If 35g sounds like a lot, it is: Two tablespoons of table salt per litre of water, to be exact.
As anyone who’s accidentally swallowed a gulp or two of real seawater can tell you, 35g per litre is way too much salt — even though most of it goes down the drain. If that’s the case, why is seawater the benchmark for pasta water seasoning?
Maybe it’s because most people don’t have a strong enough taste memory of seawater to accurately replicate it; they just know it’s pretty salty. Instructing cooks to aim for something “as salty as the sea” ensures not just that they’re adding a perceptible amount of salt, but that they’re actually bothering to taste the water before dumping in the pasta.

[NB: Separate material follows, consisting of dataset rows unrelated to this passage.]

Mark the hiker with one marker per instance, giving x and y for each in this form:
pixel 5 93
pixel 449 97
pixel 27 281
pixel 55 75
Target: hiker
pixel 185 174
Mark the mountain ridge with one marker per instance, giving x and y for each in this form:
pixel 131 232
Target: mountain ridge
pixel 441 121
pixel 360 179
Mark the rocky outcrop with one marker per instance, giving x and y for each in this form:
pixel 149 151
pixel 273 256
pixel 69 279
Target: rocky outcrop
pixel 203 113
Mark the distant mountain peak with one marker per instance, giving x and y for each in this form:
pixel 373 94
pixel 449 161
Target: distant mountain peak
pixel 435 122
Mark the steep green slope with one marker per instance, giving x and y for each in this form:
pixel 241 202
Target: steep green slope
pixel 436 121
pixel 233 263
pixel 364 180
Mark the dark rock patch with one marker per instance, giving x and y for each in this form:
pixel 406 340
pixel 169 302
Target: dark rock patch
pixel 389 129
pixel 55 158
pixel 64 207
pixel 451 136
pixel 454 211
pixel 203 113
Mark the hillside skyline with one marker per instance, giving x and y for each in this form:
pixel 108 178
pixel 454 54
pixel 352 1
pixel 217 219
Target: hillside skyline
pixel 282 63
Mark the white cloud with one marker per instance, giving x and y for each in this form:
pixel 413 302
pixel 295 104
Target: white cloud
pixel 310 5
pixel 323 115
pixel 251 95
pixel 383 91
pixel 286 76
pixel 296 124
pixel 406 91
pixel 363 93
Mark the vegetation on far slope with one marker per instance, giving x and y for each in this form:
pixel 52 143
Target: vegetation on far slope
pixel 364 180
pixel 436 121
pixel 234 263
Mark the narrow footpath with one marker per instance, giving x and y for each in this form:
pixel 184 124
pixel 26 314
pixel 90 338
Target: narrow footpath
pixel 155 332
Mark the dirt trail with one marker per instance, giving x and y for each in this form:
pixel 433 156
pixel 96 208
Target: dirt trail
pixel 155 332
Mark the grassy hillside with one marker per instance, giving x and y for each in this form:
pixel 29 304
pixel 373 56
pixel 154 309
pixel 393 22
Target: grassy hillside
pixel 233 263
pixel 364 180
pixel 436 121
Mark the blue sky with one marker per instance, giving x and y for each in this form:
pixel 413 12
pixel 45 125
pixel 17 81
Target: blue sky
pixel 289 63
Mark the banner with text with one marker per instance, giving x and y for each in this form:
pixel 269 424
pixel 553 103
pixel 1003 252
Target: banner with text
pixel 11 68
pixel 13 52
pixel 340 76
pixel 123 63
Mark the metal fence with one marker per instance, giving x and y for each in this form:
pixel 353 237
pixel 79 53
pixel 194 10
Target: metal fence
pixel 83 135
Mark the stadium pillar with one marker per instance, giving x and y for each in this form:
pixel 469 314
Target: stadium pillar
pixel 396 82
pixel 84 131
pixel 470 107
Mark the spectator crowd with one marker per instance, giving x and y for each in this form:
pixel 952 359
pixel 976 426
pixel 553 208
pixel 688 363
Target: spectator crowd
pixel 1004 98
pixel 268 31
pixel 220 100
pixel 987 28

Salting to taste is a crucial culinary skill, but slurping boiling-hot salt water from a tasting spoon kind of sucks. This is where guidelines come in handy. I like estimating salt quantities based on the size of the pot I’m using rather than per litre of water because it requires less arithmetic.
One heaping tablespoon of table salt is perfect for a mostly-full 3 or 4L saucepan, and I’ve found that my 7.5L stock pot can handle as much as a quarter cup. These quantities also apply to ground sea salt.
Of course, the exact amount of salt depends on the volume of your pot and the dish you’re making, especially if you plan on using the pasta water to pull the sauce together. Penne puttanesca will probably need less salt than, say, spaghetti aglio e olio. Use your best judgement — you can always add more.
This article has been updated since its original publication.